新型コロナウイルスの感染拡大により、オンラインビデオ会議アプリが人気を博しており、「Zoom」もその中のひとつです。急速にユーザー数を伸ばしていたZoomですが、セキュリティ面やプライバシー面に数々の問題を抱えていることが指摘されており、「最終的にZoomは使うべきではない」と海外メディアのTechCrunchが主張しています。

Maybe we shouldn’t use Zoom after all | TechCrunch
https://techcrunch.com/2020/03/31/zoom-at-your-own-risk/

複数人で手軽にオンラインビデオ会議を開催できるZoomについて、TechCrunchは「公平に言えば、Zoomは本質的に悪いわけではなく、その人気の理由は使いやすさや信頼性の高さなどにあるといえます。そのため、ほとんどのケースでZoomはとても便利に使えるツールです」と評しています。

しかし、海外メディアのThe Interceptが「Zoomのオンライン通話はエンドツーエンドの暗号化がされていない」と報じ、海外メディアのMotherboardは「Zoom経由で少なくとも数千人分のメールアドレスが漏洩している」と報じているように、セキュリティ面で複数の問題を抱えていることは明らか。


他にも、セキュリティ研究者がZoomがユーザーの使用するMacに秘密裏にウェブサーバーをインストールしていたことを指摘しています。Appleは何百万台も存在するMacを守るため、秘密裏にインストールされていたウェブサーバーを削除するためのアップデートを実施する羽目になっています。セキュリティ研究者のジョナサン・レイチュア氏は、このウェブサーバーを悪意のあるウェブサイトが用いることで、ユーザーの許可なしにZoomがインストールされたMacのウェブカメラを起動できるようになると指摘しています。

Zoomが抱える問題はセキュリティ面のみならず、プライバシー面にも及びます。2020年3月末にはZoomがFacebookアカウントを持っていない人のデータもFacebookに送っていたことが判明。Zoomは指摘を受け、すぐに問題のコードを削除していますが、集団訴訟のためにニューヨークの司法省が調査を開始することを止めることはできませんでした。

新型コロナウイルス対策の在宅勤務で人気のオンライン会議アプリ「ZOOM」は、Facebookアカウントを持っていない人のデータもFacebookに送信している - GIGAZINE


加えて、Zoomの「出席者追跡機能」を有効にすると、会議のホスト役は通話相手がPCの前から離れているかどうかを確認できるという仕様も「プライバシーを侵害している」ということで話題になっています。

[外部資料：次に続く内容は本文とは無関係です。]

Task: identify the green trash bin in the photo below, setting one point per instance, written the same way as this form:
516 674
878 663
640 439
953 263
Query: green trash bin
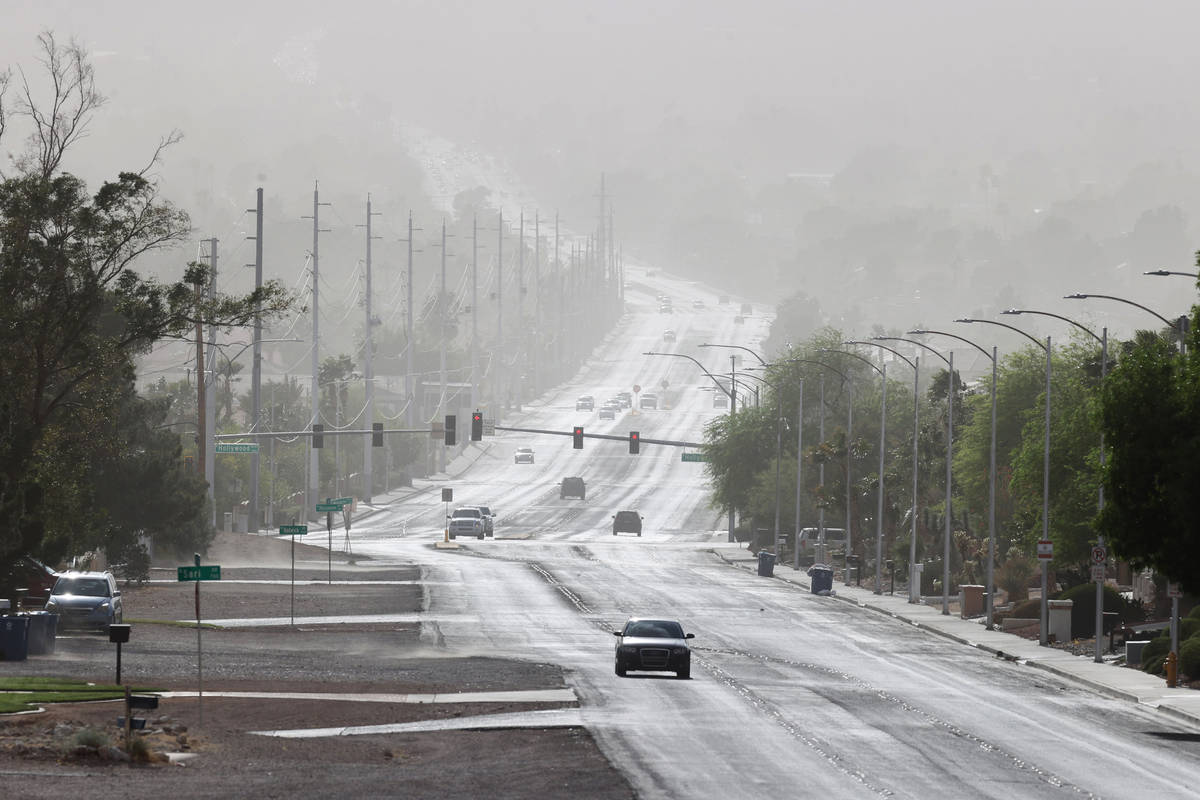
13 638
42 630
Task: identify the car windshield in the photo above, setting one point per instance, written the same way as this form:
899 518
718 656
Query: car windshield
655 629
85 587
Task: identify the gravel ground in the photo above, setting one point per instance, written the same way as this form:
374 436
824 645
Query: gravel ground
40 758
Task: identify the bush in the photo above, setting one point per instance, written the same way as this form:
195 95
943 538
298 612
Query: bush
1083 611
1189 657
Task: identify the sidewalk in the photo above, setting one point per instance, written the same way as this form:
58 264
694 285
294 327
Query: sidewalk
1110 679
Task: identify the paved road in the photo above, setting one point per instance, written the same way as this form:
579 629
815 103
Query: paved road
791 692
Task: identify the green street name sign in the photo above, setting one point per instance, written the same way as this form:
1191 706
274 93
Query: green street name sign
209 572
228 446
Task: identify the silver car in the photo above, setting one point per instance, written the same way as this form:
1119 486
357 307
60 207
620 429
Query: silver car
85 600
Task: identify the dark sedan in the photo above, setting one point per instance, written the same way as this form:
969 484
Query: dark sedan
653 645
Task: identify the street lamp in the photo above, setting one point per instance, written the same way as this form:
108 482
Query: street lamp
913 585
850 434
883 427
1045 469
991 471
733 401
1099 539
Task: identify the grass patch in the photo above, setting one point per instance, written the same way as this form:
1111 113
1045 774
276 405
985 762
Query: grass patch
29 693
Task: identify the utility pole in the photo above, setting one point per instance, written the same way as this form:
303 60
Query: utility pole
367 367
210 396
499 314
256 370
474 311
313 489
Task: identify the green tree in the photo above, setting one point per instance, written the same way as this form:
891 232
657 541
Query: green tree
77 314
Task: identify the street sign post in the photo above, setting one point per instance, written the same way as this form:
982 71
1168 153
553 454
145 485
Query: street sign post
207 572
229 446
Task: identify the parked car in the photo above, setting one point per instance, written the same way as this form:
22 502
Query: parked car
489 519
85 600
467 521
653 645
573 487
627 522
31 576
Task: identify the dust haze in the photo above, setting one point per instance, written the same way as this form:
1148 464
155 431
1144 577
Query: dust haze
871 163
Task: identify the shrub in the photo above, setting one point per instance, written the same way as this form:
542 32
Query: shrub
1083 611
1014 576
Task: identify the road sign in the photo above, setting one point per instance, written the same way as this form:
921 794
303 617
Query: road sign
208 572
229 446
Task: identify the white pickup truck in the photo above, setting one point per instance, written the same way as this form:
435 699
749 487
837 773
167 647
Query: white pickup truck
467 521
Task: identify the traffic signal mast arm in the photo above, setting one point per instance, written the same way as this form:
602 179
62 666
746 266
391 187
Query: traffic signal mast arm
611 437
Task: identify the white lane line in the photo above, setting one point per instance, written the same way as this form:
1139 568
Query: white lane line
551 719
275 621
517 696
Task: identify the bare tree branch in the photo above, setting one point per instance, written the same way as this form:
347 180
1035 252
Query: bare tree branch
72 102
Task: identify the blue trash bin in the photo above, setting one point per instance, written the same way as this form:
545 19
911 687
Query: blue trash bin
822 578
13 638
42 631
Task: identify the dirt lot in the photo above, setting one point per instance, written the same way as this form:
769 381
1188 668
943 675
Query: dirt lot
40 756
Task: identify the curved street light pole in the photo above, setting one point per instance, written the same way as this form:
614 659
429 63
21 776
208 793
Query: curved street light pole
913 585
1043 635
850 433
989 600
1103 338
949 469
883 428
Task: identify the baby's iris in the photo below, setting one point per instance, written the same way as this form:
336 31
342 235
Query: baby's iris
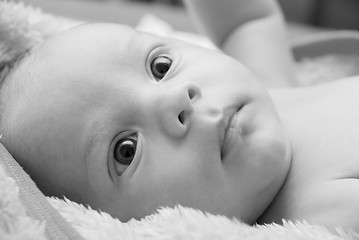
125 150
160 66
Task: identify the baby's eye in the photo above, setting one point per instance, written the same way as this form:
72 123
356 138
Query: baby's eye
160 66
125 150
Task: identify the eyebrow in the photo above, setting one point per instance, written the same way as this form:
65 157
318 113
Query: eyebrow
94 137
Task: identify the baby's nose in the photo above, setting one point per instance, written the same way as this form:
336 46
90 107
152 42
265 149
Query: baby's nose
176 107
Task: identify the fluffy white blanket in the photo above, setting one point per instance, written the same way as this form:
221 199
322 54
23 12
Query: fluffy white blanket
16 222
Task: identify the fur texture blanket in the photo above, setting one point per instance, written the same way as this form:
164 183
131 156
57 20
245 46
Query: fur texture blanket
25 213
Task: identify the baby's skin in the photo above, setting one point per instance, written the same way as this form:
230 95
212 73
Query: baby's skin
128 122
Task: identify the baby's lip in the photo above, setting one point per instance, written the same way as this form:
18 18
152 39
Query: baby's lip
228 117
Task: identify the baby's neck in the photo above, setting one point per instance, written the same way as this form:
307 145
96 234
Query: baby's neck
322 126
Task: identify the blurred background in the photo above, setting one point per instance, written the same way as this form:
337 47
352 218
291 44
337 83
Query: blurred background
305 16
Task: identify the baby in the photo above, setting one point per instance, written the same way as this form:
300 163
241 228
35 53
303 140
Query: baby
128 122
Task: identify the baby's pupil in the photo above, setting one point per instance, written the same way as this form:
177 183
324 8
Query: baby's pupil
160 66
126 152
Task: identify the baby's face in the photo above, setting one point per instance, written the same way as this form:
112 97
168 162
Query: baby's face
128 122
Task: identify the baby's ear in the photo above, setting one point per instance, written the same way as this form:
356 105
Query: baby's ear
23 27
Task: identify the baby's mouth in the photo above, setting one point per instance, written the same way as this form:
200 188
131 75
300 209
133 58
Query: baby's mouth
230 124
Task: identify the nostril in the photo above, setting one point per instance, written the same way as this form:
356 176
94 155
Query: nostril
191 93
181 117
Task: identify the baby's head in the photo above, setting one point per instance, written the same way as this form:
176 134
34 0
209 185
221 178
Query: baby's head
128 122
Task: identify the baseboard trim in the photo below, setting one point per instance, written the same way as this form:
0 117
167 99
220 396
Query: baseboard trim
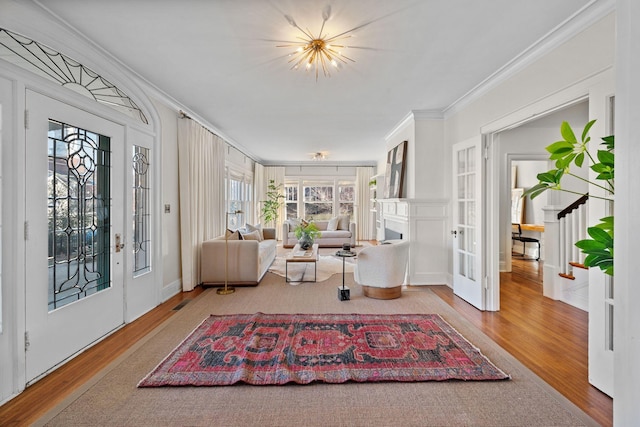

他にも、セキュリティ研究者のFelix氏が、Zoomは管理権限を持たないMacユーザーに対して、アプリケーションを自動でインストールするという手法を取っていることを発見しています。Felix氏は「macOS向けのマルウェアで使用されているのと同じ手法です」と語り、Zoomの手法を批判しています。

Ever wondered how the @zoom_us macOS installer does it’s job without you ever clicking install? Turns out they (ab)use preinstallation scripts, manually unpack the app using a bundled 7zip and install it to /Applications if the current user is in the admin group (no root needed). pic.twitter.com/qgQ1XdU11M

— Felix (@c1truz_)


その他、Zoomの画面共有機能などを用いてポルノ映像を見せるなどの嫌がらせ行為が「ZoomBombing」として問題視されており、FBIがインターネットトロールにビデオ通話を乗っ取られないようにデフォルトの設定を変更するようユーザーに警告する事態にまで発展しています。

また、Zoomは広告のためにユーザーが開いているビデオ会議に関する情報(ビデオ会議中の映像・証明書・共有メモなど)を収集していたことも問題視されています。ただし、この件についてZoomはすぐさま動いており、プライバシーポリシーを強化し、ユーザーの通話映像が広告のために分析されることはなくなったと主張しています。


ここまで挙げてきたようにZoomはセキュリティおよびプライバシーに関するさまざまな問題を抱えているため、TechCrunchはZoomの利用は推奨していません。しかし、「プライバシーを重視した代替手段はたくさん存在しますが、代替手段にも落とし穴があります。FaceTimeWhatsAppはエンドツーエンドでの暗号化が実施されていますが、FaceTimeはApple端末でのみ動作するもので、WhatsAppは一度にビデオ通話できる上限人数が4人です。また、あまり有名ではないビデオ通話プラットフォームの『Jitsi』は、エンドツーエンドでの暗号化は行われていません。ただし、オープンソースプロジェクトであるためコード内にバックドアが存在しないかを確認することができます。また、すべての端末およびブラウザ上から利用できる点もポイントです。自身の制御するサーバー上でJitsiを実行すれば、プライバシー面を強化することができます」と指摘し、どの代替ツールにも何らかの欠点が存在するとしています。

なお、イーロン・マスク氏は自身の設立した宇宙開発企業であるSpaceXでZoomを使用することを禁止しました。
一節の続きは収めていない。